A similar potential mechanism has been hypothesized in arrhythmic disease onset, which pathogenesis still needs to be clarified. In some cases, arrhythmias originates from re-entrant mechanisms due to foci of fibrosis and extracellular matrix expansion that occur in the chronic phase of the infection [35]. It has also been speculated that AR pattern could be associated to Human Herpes virus 6, a neurotropic virus which directly affects conduction system cells, generating arrhythmias [6]. But ventricular arrhythmias are also attributed to ion channel dysfunction in the acute phase and to the pro-arrhythmic effect of cytokines released in the chronic phase of viral infection [36]. These micro-molecular alterations [37] in the absence of typical inflammation features are hardly detected even by mapping sequences. In addition, CMR in patients with AR onset often reveals low diagnostic quality images and motion artefacts due to arrhythmias [21]. However, nLLC allowed the diagnosis of AM in 7/20 patients, whereas oLLC resulted positive in 3/20 [k = 0.49 (0.111–0.876)]. A diagnostic comparison was not feasible in this specific patient’s cohort, due to the limited number of EMBs performed (2/20).

Study limitations

Main limitations of our study concerns the small sample size and, in particular, the low number of patients who underwent EMB. Moreover, biopsy was only performed in those subject whose CMR and clinical diagnosis was unclear: according to clinical guidelines EMB was used as a diagnostic tool only in patients with heart failure with or without LV dilation and/or new onset arrhythmias [16] (thus, mainly CM and AR groups) and this could have introduced a selection bias for the evaluation of DA of oLLC and nLLC, affecting mostly IL presentation group.

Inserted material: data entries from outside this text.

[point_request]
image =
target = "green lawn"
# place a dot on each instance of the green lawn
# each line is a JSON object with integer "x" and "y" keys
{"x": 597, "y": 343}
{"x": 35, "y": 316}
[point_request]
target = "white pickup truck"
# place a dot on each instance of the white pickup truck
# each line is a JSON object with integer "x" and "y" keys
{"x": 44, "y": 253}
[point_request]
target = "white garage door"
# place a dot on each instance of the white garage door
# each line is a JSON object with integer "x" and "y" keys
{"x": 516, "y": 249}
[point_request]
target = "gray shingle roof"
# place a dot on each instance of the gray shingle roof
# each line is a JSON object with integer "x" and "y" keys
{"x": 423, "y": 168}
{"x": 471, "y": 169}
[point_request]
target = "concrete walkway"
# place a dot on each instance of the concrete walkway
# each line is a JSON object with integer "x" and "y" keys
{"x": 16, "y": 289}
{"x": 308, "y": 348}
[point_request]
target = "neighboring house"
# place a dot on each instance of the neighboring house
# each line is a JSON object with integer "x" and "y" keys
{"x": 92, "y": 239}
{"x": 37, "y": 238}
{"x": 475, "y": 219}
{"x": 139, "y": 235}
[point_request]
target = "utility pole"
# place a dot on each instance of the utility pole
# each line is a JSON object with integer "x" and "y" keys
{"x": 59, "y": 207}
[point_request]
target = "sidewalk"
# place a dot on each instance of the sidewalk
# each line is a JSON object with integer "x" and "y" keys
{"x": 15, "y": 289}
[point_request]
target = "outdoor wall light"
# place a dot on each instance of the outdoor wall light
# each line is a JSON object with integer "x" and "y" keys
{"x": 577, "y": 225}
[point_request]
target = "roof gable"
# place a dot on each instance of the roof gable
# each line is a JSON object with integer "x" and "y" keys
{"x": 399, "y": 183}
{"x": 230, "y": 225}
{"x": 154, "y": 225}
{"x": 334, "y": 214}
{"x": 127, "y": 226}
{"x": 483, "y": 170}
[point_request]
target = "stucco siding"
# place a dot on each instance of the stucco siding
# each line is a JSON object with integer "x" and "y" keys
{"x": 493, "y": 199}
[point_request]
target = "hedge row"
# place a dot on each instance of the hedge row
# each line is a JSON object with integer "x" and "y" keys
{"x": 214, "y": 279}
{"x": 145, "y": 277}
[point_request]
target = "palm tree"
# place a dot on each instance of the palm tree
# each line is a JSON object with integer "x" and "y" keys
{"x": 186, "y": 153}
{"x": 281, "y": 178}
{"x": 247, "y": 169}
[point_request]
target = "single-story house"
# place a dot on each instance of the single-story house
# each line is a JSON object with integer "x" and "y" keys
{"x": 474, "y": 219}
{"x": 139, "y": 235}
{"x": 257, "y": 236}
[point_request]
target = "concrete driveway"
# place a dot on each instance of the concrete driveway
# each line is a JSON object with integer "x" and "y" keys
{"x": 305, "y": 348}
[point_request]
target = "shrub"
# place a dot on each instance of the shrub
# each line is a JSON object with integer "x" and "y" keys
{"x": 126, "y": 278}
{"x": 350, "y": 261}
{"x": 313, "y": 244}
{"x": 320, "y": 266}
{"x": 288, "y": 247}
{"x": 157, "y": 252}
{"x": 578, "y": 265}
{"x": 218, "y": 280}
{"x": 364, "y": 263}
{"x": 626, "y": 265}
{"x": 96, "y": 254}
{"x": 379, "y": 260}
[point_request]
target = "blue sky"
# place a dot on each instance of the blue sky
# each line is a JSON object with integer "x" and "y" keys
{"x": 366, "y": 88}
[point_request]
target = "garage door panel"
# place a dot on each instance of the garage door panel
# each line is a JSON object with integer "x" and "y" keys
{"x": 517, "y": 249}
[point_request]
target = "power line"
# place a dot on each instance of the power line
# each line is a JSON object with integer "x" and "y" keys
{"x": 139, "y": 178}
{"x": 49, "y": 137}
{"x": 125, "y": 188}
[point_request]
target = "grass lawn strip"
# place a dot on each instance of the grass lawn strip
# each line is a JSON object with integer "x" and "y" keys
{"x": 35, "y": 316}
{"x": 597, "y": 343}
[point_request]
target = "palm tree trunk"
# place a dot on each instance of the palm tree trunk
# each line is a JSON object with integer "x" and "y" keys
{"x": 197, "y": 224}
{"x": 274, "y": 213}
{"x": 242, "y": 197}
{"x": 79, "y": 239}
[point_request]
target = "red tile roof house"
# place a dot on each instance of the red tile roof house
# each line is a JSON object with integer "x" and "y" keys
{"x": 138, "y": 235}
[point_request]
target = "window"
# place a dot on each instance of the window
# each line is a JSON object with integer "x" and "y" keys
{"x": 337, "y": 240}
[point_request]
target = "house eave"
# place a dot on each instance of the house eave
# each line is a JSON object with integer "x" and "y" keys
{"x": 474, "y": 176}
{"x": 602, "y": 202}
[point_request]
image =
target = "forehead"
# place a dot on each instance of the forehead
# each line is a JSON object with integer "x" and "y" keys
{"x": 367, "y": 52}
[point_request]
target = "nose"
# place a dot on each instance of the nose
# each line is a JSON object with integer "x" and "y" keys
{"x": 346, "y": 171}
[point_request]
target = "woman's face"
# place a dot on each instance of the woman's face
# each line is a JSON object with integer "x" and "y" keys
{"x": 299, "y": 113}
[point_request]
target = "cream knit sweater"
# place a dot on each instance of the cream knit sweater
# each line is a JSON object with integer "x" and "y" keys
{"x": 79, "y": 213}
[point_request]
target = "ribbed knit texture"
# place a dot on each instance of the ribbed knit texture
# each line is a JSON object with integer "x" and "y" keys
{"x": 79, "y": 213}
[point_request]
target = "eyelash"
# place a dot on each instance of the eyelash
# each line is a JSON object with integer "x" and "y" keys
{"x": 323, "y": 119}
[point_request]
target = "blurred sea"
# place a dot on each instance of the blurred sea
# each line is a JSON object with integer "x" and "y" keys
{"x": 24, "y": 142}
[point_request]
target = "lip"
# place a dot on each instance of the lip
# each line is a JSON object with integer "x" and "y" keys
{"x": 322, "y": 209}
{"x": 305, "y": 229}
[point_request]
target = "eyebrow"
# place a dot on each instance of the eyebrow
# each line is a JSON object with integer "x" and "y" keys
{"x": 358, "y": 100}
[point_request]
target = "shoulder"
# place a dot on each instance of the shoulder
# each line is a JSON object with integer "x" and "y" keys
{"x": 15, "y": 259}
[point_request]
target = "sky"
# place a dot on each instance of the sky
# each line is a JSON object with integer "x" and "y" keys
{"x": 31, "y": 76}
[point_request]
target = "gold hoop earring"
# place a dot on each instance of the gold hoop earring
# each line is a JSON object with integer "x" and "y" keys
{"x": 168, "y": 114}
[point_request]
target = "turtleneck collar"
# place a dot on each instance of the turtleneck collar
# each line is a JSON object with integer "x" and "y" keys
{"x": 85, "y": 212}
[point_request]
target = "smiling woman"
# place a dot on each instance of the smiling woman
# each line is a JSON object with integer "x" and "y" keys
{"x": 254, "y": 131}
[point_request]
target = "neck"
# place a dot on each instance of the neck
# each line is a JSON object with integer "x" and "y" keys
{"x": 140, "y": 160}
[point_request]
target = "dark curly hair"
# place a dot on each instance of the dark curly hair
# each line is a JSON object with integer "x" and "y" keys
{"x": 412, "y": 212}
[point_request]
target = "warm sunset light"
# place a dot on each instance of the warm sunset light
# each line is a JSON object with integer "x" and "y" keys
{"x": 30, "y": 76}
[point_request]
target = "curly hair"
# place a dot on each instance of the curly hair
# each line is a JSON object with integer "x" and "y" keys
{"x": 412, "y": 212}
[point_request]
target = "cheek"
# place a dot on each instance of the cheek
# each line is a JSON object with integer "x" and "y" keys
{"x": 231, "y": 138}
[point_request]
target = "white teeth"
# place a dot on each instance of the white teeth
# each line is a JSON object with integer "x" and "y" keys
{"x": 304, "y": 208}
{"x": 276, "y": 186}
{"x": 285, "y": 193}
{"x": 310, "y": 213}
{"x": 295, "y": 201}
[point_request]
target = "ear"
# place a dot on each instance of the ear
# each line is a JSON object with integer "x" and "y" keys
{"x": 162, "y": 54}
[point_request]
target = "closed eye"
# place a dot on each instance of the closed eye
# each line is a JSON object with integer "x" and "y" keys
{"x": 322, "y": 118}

Indeed, IL patients who underwent the invasive procedure had inadequate clinical response to therapy or persistently depressed LV systolic function and this brought to a variable delay in EMB procedure with possible attenuation of the typical histopathological manifestations of myocarditis.

Conclusions

Our study has shown a significant added diagnostic value of nLLC in patients with CM forms of myocarditis, reflecting the superior detection of subtle/diffuse forms of myocardial involvement characterizing myocardial mapping imaging. Conventional sequences remain highly accurate in IL forms, as a consequence of the predominant active inflammatory manifestations associated with acute symptoms with troponin raise and typical ECG-changes. No significant advantages were found in the application of nLLC in patients with AR onsets. Pathological substrate triggering arrhythmias in myocarditis remains debated, but likely depends on a combination of direct viral infection and/or structural damage to the conduction system which is poorly depictable with CMR imaging. As an additional peculiarity, image quality is highly influenced by the presence of arrhythmias, further limiting accuracy of the method in this specific clinical setting.

Larger prospective studies, also investigating on other imaging parameters such as myocardial strain, intra-cavitary fluid analysis or early myocardial T1 mapping [38], are expected to further clarify the role of CMR in different forms of myocarditis with the aim of tailoring specific scanning protocols to patient’s clinical presentations.